July 3 (Bloomberg) -- Australia’s markets regulator is examining possible disclosure and trading irregularities after a takeover offer for David Jones Ltd. collapsed days after sending the retailer’s shares soaring.
The Australian Securities & Investments Commission plans to pursue anyone who has broken the law, it said in a statement on its website today. The investigation covers domestic and international markets, ASIC said.
David Jones, Australia’s second-largest department store owner, said yesterday a U.K. private equity fund withdrew a A$1.65 billion ($1.69 billion) bid, causing the stock to reverse most of its biggest gain in 17 years. The Sydney-based company revealed the offer on June 29, saying it knew nothing about the suitor, its management or its financial capability.
“ASIC’s priority is to ensure market integrity is maintained and that markets are fair, orderly and transparent and that, if there has been a breach of the law, those responsible are held to account,” the regulator said in the statement.
David Jones shares were unchanged at A$2.33 at 1:43 p.m. in Sydney today, compared with a 0.1 percent decline for the benchmark S&P/ASX 200 Index.
“We’re monitoring our own share price and transactions on our register,” said Helen Karlis, a spokeswoman for David Jones, when asked to comment on the regulator’s statement. “We’ve been engaged with ASIC since Friday.”
David Jones has become the subject of takeover speculation after a 47 percent share slump last year and as slowing consumer spending prompted it to forecast its smallest annual profit in six years.
Analysts at Nomura Holdings Inc. and Macquarie Group Ltd. began questioning the credibility of the offer by EB Private Equity soon after it was announced by David Jones in a June 29 regulatory filing.
EB Private Equity had said it would lead a group providing $850 million in equity, according to the filing.
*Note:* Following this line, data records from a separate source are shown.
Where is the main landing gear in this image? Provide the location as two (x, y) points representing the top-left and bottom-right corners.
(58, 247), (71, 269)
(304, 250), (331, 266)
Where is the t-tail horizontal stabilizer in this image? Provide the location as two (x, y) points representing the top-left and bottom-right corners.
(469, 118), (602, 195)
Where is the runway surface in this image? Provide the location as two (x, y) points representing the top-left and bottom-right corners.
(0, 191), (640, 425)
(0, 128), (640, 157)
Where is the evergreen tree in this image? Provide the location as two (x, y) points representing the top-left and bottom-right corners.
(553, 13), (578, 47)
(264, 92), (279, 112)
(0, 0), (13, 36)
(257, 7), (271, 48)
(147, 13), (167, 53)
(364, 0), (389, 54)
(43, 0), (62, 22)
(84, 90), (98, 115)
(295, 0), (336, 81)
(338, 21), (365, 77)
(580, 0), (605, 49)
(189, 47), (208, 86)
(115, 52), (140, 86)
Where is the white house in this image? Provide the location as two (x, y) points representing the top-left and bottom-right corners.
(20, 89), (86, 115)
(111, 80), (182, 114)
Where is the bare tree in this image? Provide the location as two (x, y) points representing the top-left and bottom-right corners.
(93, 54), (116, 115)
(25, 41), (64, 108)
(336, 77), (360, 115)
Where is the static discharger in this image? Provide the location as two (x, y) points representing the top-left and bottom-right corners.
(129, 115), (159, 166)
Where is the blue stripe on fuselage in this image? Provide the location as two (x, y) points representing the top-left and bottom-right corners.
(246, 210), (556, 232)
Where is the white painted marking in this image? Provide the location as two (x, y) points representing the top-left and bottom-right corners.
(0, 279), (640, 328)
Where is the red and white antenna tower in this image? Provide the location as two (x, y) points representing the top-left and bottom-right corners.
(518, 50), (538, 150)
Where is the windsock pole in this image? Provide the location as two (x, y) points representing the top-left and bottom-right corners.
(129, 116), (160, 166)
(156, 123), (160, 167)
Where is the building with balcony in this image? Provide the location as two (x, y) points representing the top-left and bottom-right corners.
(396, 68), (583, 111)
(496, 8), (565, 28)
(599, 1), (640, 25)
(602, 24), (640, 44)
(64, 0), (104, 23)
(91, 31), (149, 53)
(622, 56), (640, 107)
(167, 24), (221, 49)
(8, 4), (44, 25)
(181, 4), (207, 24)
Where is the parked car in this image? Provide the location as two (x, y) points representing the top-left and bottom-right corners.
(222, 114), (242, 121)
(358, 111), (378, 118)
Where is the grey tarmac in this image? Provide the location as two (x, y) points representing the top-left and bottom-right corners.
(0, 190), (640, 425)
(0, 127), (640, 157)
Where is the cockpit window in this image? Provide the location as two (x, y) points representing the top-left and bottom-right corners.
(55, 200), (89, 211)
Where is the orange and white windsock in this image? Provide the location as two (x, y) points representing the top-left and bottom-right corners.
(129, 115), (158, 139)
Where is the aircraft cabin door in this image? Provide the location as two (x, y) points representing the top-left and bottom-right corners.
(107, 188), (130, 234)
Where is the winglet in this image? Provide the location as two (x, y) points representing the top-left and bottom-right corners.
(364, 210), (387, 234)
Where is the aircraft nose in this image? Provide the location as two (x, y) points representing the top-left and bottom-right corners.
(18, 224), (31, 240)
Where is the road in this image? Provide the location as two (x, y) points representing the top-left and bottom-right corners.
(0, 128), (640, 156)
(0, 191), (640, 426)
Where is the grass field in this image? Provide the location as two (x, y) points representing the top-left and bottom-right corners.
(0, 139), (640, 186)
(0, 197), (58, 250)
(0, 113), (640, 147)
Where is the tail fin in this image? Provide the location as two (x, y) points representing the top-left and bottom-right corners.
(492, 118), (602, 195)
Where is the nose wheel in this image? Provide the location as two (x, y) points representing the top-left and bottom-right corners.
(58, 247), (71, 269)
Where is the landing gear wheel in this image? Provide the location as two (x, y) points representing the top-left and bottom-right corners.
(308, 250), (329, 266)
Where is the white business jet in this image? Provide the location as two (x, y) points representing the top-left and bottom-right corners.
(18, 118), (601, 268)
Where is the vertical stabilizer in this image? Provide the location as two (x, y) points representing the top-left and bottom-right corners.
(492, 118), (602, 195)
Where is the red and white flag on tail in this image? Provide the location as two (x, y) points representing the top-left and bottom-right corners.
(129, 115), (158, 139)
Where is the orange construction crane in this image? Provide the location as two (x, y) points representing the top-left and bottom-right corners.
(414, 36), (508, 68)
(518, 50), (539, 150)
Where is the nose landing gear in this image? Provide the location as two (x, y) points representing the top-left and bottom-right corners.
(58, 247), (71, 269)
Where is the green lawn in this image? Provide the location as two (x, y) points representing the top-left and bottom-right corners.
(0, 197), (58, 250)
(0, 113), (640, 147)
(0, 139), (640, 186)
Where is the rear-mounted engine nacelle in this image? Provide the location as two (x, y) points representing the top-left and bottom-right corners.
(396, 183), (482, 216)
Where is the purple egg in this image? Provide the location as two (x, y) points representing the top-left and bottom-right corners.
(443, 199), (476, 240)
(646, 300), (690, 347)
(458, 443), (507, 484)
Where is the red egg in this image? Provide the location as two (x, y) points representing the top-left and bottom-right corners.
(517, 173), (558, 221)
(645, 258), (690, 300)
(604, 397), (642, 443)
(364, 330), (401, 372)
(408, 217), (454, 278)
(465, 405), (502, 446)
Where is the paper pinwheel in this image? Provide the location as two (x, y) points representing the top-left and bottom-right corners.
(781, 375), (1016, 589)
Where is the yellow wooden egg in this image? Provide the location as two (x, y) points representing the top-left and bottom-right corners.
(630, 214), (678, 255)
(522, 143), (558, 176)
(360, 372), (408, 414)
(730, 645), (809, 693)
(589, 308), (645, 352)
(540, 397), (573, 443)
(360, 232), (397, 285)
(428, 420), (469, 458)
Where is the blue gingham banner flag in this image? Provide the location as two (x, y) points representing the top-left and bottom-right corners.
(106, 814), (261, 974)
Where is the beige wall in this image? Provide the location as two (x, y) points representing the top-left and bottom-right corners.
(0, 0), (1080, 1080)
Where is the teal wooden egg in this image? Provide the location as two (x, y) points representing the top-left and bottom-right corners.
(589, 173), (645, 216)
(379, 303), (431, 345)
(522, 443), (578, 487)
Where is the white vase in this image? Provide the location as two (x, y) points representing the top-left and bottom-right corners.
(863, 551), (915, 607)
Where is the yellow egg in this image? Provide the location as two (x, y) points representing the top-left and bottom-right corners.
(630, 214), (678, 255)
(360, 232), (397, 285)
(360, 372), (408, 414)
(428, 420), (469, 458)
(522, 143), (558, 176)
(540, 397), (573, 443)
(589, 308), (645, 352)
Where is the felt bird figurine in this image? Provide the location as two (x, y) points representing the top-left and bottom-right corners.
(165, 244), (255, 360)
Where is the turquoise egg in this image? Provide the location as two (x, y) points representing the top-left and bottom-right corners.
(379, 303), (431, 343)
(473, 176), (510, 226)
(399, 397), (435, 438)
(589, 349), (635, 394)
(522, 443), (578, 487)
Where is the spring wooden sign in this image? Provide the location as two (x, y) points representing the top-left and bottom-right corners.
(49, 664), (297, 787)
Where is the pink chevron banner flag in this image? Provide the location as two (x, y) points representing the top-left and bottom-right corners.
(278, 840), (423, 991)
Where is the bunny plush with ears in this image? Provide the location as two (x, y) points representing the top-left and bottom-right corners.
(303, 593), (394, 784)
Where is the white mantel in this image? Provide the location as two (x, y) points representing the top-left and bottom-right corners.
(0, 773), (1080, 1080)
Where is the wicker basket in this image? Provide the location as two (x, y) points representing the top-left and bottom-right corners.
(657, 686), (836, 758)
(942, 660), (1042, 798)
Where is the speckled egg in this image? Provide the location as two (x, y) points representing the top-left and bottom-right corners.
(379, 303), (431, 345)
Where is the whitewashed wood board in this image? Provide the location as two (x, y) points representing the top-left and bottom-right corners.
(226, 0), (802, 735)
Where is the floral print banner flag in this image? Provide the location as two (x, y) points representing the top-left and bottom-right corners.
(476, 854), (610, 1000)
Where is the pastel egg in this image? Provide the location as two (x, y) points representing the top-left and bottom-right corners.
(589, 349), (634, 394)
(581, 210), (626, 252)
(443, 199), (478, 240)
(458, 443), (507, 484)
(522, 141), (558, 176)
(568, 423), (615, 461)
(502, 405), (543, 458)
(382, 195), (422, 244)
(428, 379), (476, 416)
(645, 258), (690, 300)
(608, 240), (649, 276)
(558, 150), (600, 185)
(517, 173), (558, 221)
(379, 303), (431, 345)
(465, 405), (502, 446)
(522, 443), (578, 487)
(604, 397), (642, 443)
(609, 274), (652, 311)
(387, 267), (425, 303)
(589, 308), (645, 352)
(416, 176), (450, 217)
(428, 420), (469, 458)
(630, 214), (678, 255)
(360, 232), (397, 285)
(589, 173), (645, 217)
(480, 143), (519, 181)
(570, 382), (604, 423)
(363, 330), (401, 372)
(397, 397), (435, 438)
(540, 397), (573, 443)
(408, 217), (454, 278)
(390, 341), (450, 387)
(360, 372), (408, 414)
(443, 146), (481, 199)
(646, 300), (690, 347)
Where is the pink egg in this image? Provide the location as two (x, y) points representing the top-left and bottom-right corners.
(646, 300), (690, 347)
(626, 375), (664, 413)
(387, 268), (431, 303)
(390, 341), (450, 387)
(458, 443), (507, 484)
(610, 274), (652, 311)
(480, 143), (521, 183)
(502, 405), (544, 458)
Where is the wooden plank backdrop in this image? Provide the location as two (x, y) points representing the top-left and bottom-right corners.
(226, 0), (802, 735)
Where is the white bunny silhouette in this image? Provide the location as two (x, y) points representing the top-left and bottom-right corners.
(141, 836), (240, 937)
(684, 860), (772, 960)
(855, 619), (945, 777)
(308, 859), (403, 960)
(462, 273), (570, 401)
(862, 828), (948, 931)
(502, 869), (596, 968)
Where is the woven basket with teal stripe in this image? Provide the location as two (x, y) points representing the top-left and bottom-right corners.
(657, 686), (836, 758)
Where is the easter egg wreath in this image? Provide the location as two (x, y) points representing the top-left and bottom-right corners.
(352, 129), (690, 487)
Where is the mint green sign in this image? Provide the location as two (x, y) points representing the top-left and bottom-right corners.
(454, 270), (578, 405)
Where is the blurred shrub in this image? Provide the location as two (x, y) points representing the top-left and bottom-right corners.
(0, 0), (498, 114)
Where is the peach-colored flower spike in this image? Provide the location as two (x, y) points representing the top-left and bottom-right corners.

The offer would also include $450 million of debt from a syndicate of banks and investors, and $450 million in residual equity for existing David Jones shareholders. The retailer recommended that shareholders use caution and said there wasn’t enough information available about EB Private Equity for David Jones to evaluate the approach.
The retailer said in a statement to the stock exchange yesterday that announcements regarding the proposed bid were made to ensure that “there was not likely to be information in the public domain that would lead to trading based on a false market.”
It released the name of the bidder after a blog that calls itself newcastleetcfinanceblog posted that EB Private Equity bid 1.1 billion pounds, the equivalent of about A$1.73 billion, for the retailer.
EB Private Equity isn’t listed on the U.K.’s register of companies. Its website doesn’t include the names of any executives, phone numbers, or previous deals that involved EB Private Equity. The firm describes itself as a Luxembourg and U.K. real estate and real estate-related investor, developer and private equity partner.
“Our proposal was made in an effort to engage with the board,” EB Private Equity said in an undated statement on its website. “The board has made it clear it does not intend to engage in these discussions based on our proposal. This is our only statement on this matter.”
An e-mail contact for the firm no longer appears on the website. There was no immediate response to a voicemail message left outside of business hours today at a U.K. phone number registered for the website in Newcastle, England.